8 Responses to “Italy’s 10 leading fine white wines”

  1. Raffaele Santoro says:

    bla bla bla.

  2. Vino in Love says:

    That list seems a little bit odd to me. Don’t forget about Verdicchio (some of the highest rated Italian white wines are produced with Verdicchio) , Cortese (Cortese is the grape for the world-famous Gavi) and Falanghina.
    Timorasso and Buriano are not really that common..

  3. James says:

    Won’t get that 3 minutes back. What a terrible and uninformative piece.

  4. Mila Dorosh says:

    Gaja’s Cabernet is “Darmagi!” – Giovanni Gaja’s comment on planting the vineyards with cab.

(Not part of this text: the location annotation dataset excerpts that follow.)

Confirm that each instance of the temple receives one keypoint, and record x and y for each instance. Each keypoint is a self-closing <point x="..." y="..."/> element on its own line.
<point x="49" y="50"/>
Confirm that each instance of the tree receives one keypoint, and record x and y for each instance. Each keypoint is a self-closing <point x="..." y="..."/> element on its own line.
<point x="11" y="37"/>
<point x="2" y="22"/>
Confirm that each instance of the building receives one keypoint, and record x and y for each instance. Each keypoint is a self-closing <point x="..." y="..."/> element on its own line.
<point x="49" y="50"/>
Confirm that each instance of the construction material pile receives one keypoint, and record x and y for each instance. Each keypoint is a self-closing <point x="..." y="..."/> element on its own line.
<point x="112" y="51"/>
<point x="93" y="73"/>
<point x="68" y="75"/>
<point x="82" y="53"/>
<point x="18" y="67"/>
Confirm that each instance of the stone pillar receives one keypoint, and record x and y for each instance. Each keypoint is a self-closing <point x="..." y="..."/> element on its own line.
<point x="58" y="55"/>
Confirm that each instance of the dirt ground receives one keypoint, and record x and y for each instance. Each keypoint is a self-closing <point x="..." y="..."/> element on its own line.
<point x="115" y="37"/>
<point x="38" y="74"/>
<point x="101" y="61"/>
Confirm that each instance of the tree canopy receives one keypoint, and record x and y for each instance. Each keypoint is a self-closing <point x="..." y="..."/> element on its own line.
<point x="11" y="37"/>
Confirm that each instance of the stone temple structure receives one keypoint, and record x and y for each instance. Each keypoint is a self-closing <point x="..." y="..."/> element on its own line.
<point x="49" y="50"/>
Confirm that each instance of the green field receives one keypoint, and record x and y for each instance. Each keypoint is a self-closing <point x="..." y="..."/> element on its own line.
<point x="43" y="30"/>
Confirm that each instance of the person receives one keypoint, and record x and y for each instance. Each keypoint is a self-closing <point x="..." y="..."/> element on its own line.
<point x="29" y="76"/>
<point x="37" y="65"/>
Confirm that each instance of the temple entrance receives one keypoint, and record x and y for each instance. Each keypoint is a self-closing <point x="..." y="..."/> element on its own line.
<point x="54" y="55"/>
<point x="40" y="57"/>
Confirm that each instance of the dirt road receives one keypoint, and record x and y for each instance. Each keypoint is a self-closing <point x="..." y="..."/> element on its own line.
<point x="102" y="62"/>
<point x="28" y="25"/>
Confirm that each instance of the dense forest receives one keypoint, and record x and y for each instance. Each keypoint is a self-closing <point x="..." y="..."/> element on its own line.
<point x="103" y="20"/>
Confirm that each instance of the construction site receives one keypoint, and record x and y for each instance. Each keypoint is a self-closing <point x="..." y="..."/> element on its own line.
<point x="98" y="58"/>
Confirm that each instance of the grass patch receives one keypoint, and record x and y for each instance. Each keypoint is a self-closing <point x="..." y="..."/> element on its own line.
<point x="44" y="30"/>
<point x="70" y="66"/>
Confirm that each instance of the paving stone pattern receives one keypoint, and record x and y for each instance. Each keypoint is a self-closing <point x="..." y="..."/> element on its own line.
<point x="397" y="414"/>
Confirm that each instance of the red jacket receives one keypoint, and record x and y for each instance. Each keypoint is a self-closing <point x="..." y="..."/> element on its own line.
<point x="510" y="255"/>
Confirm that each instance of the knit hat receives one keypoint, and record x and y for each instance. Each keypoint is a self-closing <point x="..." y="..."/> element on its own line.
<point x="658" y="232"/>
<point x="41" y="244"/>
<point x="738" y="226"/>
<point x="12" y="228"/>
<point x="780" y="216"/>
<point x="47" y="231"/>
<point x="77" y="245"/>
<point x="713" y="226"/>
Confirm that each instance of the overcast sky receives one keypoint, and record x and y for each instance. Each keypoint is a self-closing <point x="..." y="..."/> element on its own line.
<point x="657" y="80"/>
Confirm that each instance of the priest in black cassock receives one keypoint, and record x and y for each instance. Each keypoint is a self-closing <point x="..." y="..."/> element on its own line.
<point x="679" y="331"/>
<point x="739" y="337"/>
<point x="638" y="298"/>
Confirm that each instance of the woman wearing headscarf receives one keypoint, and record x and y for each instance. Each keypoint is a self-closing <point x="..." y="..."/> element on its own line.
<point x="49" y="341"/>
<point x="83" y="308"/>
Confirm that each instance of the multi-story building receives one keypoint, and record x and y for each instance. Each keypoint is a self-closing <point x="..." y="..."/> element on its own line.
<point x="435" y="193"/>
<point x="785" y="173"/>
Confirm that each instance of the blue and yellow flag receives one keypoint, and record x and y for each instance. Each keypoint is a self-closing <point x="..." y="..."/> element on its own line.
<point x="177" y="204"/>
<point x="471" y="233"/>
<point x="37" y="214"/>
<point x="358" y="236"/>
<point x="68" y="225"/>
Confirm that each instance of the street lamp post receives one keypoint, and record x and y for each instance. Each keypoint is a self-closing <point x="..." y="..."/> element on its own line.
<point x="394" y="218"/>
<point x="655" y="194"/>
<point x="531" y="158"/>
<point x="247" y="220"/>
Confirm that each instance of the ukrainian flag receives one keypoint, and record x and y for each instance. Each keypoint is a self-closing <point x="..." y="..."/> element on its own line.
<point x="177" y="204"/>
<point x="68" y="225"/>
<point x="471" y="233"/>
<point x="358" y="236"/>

  5. Riccardo Margheri says:

    Of course, I do not pretend to know everything, but tasting hundreds of different Italian vine varietes during my work for the wine guides I collaborate with, I have never tasted a “Buriano”. If here it says that it is one of the main Italian whites, I should know about that… Nor I find any info on such topic on my books about autoctone varieties, nor on the web… If it really exist, and it is not a mistake of the article (many of its choices could be discussed anyway, as it always happens, as the SB and not the Ribolla for Gravner, or the Nova Domus and not the PG selection Vorberg for Terlano), may I get further infos please?
    Kind regards
    Riccardo Margheri

    • Rupert Millar says:

      Riccardo,
      The list is an attempt to highlight at least some of Italy’s leading fine white wines. It may perhaps have made more sense to just pick out producers that are particularly focused on white wines – but the point is to show the most expensive, which would generally imply some sort of appreciation in price and interested following of some description. Where a particular producer makes other wines (such as Terlano and Gravner’s other wines as you picked out), I have tried to make reference to them.

      Buriano is not a major variety, many Italian varieties are in no way ‘major’, the list of Italian grapes in the intro was just to show that of all the merchants I talked to, the suggestions they gave to join this list (which were extensive) encompassed every conceivable variety, big and small, that Italy has.

      I agree that the list is not perfect and open to discussion. Indeed, I hope it does provoke discussion as Italy produces some excellent white wines and I think they need greater exposure and appreciation. As you can see from the list many are incredibly well priced with regards to their quality.

      Rupert

  6. Riccardo Margheri says:

    Looks like Buriano was an ancient name used around XVI-XVII century to indicate some Tuscanian white variety. I am not able to find my Francesco Redi’s “Bacco in Toscana” copy in this moment, where the term is mentioned. But trust me, it is not used nowadays…

    • Roberto Bellini says:

      Buriano grape is used in Montecarlo area, close to Lucca. Fattoria Michi produce a 100% Buriano.